10mcg T3 is equivalent to 30mcg Levothyroxine. You could start with 10mcg added to 125mcg Levothyroxine. Probably best to divide T3 into 2 x 5mcg doses and take the first with Levothyroxine and the secon 8-12 hours later.

I did have Hashi's and the fluctuations made me very unwell but Hashi's cleared when I had thyroidectomy. My problems post thyroidectomy were due to intolerance to Levothyroxine and over medication by my oncologist. It was 15 months before I started self medicating T4+T3 and took almost six months to optimise doses.

Jefner profile image
Jefner in reply to Clutter

My ultrasound on thyroid last month revealed i have very little left, only 2cm on one side and barely detectable on the other side.

When we spoke about t3 last time u suggested one small dose of 6.25 initially.

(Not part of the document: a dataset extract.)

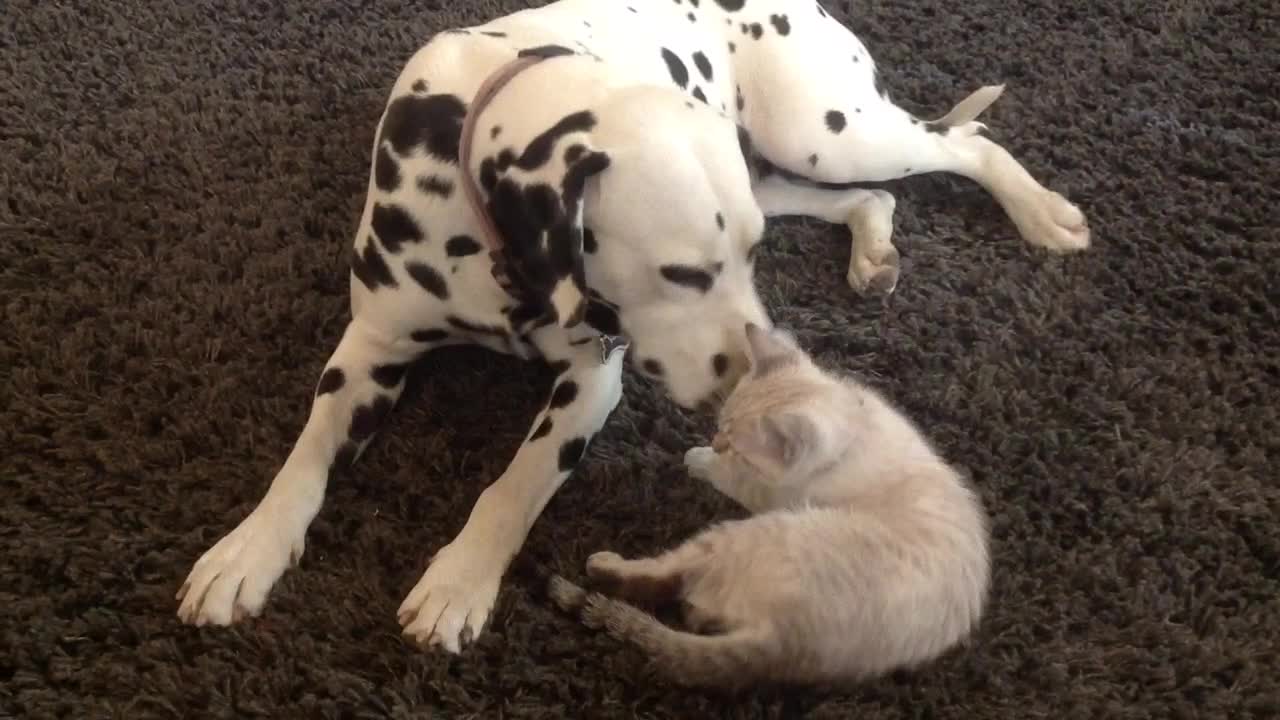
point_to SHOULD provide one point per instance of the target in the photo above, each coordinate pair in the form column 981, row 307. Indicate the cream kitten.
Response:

Could it be the hashis causing all my fluctuations or that i have tweaked my levo so much this yr?

Clutter profile image
Clutter in reply to Jefner

Jefner,

Could be Hashi's causing fluctuations but the reductions in dose were too much too. If you've hardly any functioning thyroid gland 75/100mcg is insufficient as shown by your high TSH.

I didn't know TSH was 15.70 when I suggested 6.25mcg T3. 2 x 5mcg is still a small dose. If you are anxious about side effects start with 5mcg and increase to 10mcg a week later.

Jefner profile image
Jefner in reply to Clutter

Yeah i know hun cus latest test only came through beginning of month.

As regards taking my levo at night, i had todays dose around 8-9am. What is a safe time tonight to take it, even if i have to set my alarm thru the night?

Clutter profile image
Clutter in reply to Jefner

Jefner,

It'll be safe to take it whatever time you go to bed. There's no need to wake yourself up to take it.

Jefner profile image
Jefner in reply to Clutter

Wasnt sure that i would need to leave a certain amount if hrs between doses.

From your long experience on here, with someone in my situation, have you come across many members who have benefitted greatly by adding t3?

Clutter profile image
Clutter in reply to Jefner

Jefner,

Most people with low FT3 benefit when T3 is added. I've only come across two or three members who haven't been able to tolerate T3.

Jefner profile image
Jefner in reply to Clutter

I will mention t3 to doc tomos and get some whilst he is offering it!

Should i stay on 125 and add a tiny amount of t3 later in the day cus i dont want it affecting my high cortisol levels?

Clutter profile image
Clutter in reply to Jefner

Jefner,

Why would T3 affect cortisol levels any more than Levothyroxine does?

You can take it any time of day as long as you take it away from food and drink and supplements and meds. Try taking it with your Levothyroxine dose at night. If it disturbs sleep take it late afternoon or earlier.

Jefner profile image
Jefner in reply to Clutter

Cus t3 is a stimulant isnt it?

Clutter profile image
Clutter in reply to Jefner

Jefner,

No! T4 and T3 are thyroid hormones and Levothyroxine (T4) and Liothyronine (T3) are thyroid hormone replacement.